Ich hatte Respekt vor Narashim, nicht nur, weil er der Gondu war, ein fast allmächtiger Herrscher, sondern wegen seiner Persönlichkeit. Er wirkte alt, aber machtvoll, geradezu machterfüllt. Er repräsentierte das Goldene Reich nicht bloß, er verkörperte es. Er hatte die Ausstrahlung eines alt gewordenen John F. Kennedys, der mich als jungen Mann geprägt hatte, oder auch eines uralten alexandrinischen Herrschers, über die ich viel gelesen hatte.
Narashim hatte mich auf sein Flaggschiff eingeladen, die POTOOLEM, sein fliegendes Heim. Es war ein Pentasphärenraumer, wie die Thoogondu sie für den Flug innerhalb der Galaxis nutzen. Er bestand aus fünf an den abgeplatteten Polen zusammengekoppelten Kugelsegmenten unterschiedlicher Größe.
Bei der GARANT-Klasse, der größten der Pentasphärenraumer, zu der auch die POTOOLEM gehörte, durchmaß die Zentralkugel 1500 Meter, die beiden an den Polen aufgesetzten Kugelsegmente 2000 und die den Polen dieser beiden Segmente aufgesetzten Sphären immerhin noch 1000 Meter. Die Pentasphäre bestand aus Pedgondit; dabei handelte es sich um ein terkonitähnliches Metallplastik, das zwar grundlegend weiß, aber in diesem Fall mit einem perlmuttartigen Schimmer ergänzt worden war, von dem sich reichhaltige Ziermosaike in wechselnden Goldtönen fast dreidimensional abzuheben schienen.

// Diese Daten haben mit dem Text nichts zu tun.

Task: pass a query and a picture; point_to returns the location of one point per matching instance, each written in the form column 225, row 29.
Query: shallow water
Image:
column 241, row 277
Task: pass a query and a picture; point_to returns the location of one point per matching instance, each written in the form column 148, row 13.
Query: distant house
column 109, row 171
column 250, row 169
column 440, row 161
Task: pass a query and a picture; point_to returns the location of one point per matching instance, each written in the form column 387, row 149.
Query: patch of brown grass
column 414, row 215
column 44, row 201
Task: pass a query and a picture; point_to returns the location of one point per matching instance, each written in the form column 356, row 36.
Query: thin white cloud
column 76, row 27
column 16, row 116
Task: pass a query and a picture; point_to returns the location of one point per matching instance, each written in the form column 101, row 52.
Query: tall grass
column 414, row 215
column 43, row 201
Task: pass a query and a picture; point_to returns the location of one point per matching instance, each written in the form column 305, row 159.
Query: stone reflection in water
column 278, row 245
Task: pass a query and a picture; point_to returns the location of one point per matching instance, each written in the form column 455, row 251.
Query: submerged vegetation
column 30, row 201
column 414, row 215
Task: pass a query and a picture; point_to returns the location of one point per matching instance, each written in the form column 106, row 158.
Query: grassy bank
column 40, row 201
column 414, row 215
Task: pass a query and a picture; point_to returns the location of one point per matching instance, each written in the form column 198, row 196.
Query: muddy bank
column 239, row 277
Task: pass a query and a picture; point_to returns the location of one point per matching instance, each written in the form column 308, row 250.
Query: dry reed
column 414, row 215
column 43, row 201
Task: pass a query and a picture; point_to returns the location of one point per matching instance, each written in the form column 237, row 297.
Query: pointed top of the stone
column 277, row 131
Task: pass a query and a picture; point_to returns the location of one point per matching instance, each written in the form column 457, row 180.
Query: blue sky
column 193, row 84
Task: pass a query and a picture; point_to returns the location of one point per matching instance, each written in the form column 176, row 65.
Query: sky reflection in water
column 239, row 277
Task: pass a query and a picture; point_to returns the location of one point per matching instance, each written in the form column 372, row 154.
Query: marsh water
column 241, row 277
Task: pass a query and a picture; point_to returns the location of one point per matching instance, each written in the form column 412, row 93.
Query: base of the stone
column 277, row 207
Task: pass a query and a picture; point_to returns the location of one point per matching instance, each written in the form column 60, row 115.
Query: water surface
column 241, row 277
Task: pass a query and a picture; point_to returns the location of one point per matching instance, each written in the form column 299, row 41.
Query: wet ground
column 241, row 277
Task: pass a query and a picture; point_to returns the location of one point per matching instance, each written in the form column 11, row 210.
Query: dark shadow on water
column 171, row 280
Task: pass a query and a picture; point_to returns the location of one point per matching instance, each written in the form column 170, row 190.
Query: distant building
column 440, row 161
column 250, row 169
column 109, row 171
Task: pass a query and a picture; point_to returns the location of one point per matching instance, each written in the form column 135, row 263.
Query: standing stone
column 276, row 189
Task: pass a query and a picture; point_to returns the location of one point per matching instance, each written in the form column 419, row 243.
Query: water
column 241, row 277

Die POTOOLEM befand sich aktuell im Orbit um Taqondh, knapp 35.000 Lichtjahre vom Zentrum der Galaxis Sevcooris entfernt. Ich war nicht allein an Bord des fremden Schiffes. Meine Begleiter waren Angehörige eines Einsatzteams der RAS TSCHUBAI, Dean »Cashew« Tunbridge, Penelope Assid und Báron Danhuser. Penelope war während des Anschlags auf den Gondu am 11. Oktober verletzt worden.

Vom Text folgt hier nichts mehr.